Having established this limitation, the authors turn to ω‑decomposability, which is synonymous with “countably continuous” or “σ‑continuous” in the literature. They revisit the celebrated Jayne–Rogers theorem, which characterises Σ⁰_2‑measurable functions that are ω‑decomposable as precisely those that are the pointwise limit of a sequence of continuous functions. The paper’s ambition is to extend this characterisation to all finite levels. While a full generalisation remains open, the authors obtain several restricted versions:

1. Regularity Condition – If a Σ⁰_α‑measurable function additionally admits an Fσ (or Gδ) decomposition of its domain into pieces on which it is continuous, then it is ω‑decomposable.

2. Level‑Reduction Condition – Suppose f ∈ 𝔅_α and there exists a countable partition {A_n} of the domain with each A_n ∈ 𝔅_β for some β < α such that the restriction f|_{A_n} is continuous. Then f is ω‑decomposable. This yields a hierarchy of sufficient conditions that mirror the original Jayne–Rogers theorem but apply to any finite α.

The paper also analyses finite‑level Borel functions through the lens of composition. It shows that any function in 𝔅_α can be expressed as a countable composition of a Σ⁰_α‑measurable map followed by a Π⁰_α‑measurable map, possibly after taking pointwise limits. This decomposition is reminiscent of the classical factorisation of Borel sets into analytic and co‑analytic parts, but here it is applied to functions. The authors prove that for every f ∈ 𝔅_α there exist sequences {g_n}⊆Σ⁰_α and {h_n}⊆Π⁰_α such that

  f(x) = lim_{n→∞} g_n(h_n(x))

for all x. This representation provides a constructive pathway to understand the complexity of Borel functions in terms of simpler building blocks.
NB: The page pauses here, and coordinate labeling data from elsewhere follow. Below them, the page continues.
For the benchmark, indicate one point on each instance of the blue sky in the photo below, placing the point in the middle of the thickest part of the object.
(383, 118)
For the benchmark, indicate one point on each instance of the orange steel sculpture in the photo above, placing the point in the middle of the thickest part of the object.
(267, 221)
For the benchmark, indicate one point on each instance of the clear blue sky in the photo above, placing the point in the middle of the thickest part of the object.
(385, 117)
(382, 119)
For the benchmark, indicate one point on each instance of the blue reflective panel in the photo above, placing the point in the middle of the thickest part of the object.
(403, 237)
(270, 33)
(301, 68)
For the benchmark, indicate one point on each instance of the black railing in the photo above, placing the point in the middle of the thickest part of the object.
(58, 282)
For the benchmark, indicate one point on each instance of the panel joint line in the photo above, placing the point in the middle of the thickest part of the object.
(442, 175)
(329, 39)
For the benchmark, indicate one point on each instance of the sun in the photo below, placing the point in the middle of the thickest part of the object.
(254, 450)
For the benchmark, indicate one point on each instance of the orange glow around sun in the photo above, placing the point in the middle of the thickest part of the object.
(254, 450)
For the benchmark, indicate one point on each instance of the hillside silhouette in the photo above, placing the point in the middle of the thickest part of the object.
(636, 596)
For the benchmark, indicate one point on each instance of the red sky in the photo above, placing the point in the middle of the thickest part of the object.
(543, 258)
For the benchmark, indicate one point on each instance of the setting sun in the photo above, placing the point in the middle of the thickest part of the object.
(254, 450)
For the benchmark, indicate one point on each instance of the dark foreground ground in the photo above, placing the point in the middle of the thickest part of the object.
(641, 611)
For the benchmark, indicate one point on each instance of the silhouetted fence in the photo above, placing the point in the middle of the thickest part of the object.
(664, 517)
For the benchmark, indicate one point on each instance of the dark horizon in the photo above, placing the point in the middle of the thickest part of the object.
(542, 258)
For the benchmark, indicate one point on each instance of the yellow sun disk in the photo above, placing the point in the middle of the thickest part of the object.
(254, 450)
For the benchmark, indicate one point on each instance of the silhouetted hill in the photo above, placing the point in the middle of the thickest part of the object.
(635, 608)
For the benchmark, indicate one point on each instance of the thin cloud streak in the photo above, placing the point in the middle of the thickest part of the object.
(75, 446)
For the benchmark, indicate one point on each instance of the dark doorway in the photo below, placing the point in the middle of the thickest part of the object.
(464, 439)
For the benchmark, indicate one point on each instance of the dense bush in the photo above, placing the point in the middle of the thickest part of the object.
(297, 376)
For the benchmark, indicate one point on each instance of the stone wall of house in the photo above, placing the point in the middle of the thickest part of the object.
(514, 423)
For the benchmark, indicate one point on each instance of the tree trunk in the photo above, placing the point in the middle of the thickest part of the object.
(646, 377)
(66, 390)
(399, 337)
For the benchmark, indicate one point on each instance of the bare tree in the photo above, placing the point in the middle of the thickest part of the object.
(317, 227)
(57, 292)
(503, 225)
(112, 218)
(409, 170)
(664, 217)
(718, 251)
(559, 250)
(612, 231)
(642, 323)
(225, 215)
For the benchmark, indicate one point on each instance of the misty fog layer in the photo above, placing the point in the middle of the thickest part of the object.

Finally, the authors connect these descriptive‑set‑theoretic insights to Banach space theory. They consider linear operators T : X → Y between Banach spaces that are Borel measurable. When T is ω‑decomposable, the paper shows that T is automatically weakly continuous; in many cases it even becomes compact or completely continuous. The key observation is that ω‑decomposability forces the operator to respect the weak topology on bounded sets, thereby bridging a gap between purely measurable properties and topological/functional analytic regularity. This application illustrates how the fine structure of Borel functions can have concrete consequences in functional analysis.

In summary, the article delivers a comprehensive description of the inclusion lattice of finite‑level Borel function classes, furnishes an elementary proof of the non‑universality of Σ⁰_α‑measurable unions, advances the theory of ω‑decomposable functions by providing several finite‑level analogues of the Jayne–Rogers theorem, offers a composition‑based factorisation of Borel functions, and finally demonstrates the relevance of these results to the theory of Banach space operators.